The idea is that she isn’t as sexual as a man and so she doesn’t explore herself to know what turns her on even in marriage. Some even feel dirty when they have sex, and others never enjoy themselves sexually even after they walk down the aisle. Women can love sex. Women should love sex. There is absolutely nothing wrong with that.
That’s one spectrum. The other spectrum is the idea that women are not as sexual as majority of people presume and so usually topics such as masturbation and sexual addiction is barely associated with them. I get the point because if women don’t enjoy libido that much, then it means there is no way they will be addicted or even masturbate, since they don’t even know their bodies to explore what makes them feel good. Well, the thing is, women or girls can be as sexual as men.
Someone once said, “If you ask a woman how many sexual partners she’s had, she’d tell you two. Usually, that’s the lie many of them tell.” First of all, it is very inappropriate to ask anyone the number of sexual partners they’ve had whether they are male or female. Why are you even asking them that?
I watched a video on YouTube recently. All the individuals in the video, both men and women had to tell the number of people they had slept with, one lady correctly said that she was uncomfortable with putting that out due to the fact that women who explored or had a lot of sexual partners were slut shamed. After hesitating for a while, she mentioned her number.
I’m not about to say that I’m a Christian and so do not have sex. I am not about to wear that hypocritical cap, I so eagerly detest, but I must say that every choice that we make has its own consequences. We do not reap that which we do not sow. In the light of becoming better, we need to take a step back and look at what drives us, makes us feel better and grow. Our life is not sex and sex is not our life. What is our life? Our life is worth, value, ingenuity, passion, love, mistakes, trauma, favor, grace, lust, etc.
At the heart of the matter, is our health, peace of mind and our individual purpose. Let’s put our health into consideration. Let’s weigh the pros and cons of our decisions. Are you just manipulating someone or lying to them in order to get laid? Are you having sex because you are in love? Doesn’t sex cloud your judgment whiles in a relationship? Is it the right time? Do you trust them enough? Are you ready to bear the consequences that might come with it?

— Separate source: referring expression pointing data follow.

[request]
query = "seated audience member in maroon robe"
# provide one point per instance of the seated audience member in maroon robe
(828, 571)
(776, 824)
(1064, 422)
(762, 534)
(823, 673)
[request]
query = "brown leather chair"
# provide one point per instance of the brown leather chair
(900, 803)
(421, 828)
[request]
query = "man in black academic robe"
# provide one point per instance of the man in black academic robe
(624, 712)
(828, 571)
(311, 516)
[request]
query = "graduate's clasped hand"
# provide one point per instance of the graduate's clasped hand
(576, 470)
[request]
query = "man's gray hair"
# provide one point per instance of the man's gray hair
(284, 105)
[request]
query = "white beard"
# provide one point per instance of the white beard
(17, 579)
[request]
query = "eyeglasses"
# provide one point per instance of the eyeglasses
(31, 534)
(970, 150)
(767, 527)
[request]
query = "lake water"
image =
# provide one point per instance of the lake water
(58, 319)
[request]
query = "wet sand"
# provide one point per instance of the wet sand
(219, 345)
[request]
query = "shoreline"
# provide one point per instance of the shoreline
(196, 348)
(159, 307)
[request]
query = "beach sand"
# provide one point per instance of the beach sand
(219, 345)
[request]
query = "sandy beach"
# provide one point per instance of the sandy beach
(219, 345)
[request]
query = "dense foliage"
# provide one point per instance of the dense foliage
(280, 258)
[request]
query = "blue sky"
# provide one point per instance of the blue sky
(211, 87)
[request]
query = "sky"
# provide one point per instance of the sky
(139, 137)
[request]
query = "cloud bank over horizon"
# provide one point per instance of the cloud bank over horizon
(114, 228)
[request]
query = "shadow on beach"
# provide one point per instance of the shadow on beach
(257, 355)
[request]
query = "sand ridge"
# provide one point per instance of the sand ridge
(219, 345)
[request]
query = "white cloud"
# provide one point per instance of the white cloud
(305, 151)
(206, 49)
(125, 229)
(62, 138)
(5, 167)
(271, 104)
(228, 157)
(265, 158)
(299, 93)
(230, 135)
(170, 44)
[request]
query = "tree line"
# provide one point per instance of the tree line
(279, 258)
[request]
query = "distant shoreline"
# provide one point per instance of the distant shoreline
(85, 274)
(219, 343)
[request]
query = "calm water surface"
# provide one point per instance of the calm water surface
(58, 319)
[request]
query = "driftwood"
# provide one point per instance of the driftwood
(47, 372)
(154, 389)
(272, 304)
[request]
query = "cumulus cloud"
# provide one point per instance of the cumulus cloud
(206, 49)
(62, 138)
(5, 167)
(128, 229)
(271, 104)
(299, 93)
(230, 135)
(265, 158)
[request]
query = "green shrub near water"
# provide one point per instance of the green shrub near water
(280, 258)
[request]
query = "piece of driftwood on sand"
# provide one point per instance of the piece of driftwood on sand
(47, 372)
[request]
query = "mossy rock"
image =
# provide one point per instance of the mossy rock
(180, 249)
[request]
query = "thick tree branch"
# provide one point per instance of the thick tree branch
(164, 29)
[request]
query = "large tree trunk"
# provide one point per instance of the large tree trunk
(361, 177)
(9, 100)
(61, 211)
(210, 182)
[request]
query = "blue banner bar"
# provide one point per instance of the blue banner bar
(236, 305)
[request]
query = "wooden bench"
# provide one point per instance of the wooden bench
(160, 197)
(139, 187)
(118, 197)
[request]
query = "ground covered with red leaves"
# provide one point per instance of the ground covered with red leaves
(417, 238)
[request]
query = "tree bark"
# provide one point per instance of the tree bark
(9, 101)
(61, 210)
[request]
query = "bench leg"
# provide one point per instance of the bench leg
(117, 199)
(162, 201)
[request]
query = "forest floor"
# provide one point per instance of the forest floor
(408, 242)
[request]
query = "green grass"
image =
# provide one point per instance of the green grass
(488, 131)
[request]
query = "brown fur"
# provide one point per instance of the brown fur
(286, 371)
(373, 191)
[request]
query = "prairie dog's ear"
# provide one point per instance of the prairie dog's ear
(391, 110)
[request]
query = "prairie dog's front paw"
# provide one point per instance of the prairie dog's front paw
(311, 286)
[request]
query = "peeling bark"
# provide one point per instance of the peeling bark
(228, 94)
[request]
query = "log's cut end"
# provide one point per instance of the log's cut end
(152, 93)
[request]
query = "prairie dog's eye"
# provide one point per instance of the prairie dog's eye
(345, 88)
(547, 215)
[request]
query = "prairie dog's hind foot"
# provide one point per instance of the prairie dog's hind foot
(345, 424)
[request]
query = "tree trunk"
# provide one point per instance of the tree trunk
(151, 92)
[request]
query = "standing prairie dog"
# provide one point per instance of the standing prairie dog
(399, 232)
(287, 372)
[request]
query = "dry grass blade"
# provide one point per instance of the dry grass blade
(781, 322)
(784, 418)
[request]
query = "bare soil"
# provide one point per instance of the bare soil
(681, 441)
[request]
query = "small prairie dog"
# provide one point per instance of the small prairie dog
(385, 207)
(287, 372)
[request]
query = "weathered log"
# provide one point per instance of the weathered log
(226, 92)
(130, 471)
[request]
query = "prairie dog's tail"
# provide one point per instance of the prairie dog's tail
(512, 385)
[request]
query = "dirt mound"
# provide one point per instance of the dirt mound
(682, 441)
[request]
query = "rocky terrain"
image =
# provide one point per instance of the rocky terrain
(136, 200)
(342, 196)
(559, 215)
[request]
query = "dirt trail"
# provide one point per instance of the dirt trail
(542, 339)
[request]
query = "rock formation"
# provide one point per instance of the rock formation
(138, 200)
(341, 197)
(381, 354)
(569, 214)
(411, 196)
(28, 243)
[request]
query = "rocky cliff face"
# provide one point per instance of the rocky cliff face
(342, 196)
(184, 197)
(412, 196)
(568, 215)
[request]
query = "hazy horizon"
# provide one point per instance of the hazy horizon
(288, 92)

The truth about this is that, we need to identify the things that make each other better and not just ourselves. Being better and doing better affects everyone around us, so does unlearning the traditions that entangle us into believing we cannot be all that we have been called to be. However, our focus should not be on sex but the many intimate things that touches the heart without exploring what is between the thighs.
The human is more than what society thinks it is, which is why it is a flawed idea to box anyone or project what we think they should be on them. It is our differences that allows us to co-exist beautifully. Allow people to be their better selves. If you don’t give a child what they need physically, psychologically spiritually and mentally, they become malnourished.
If you don’t allow a tree to grow as it should, like Jesus said, it will be cut off. We won’t be able to reap the benefits with which the growth of that tree or child would’ve presented to us. People need to unlearn the idea that women are not as sexual as men. Women and men need to be reoriented on sex. Men need to learn that they do not own women’s bodies. Both (male and female couple) need to learn each other’s bodies in order to know what turns them on.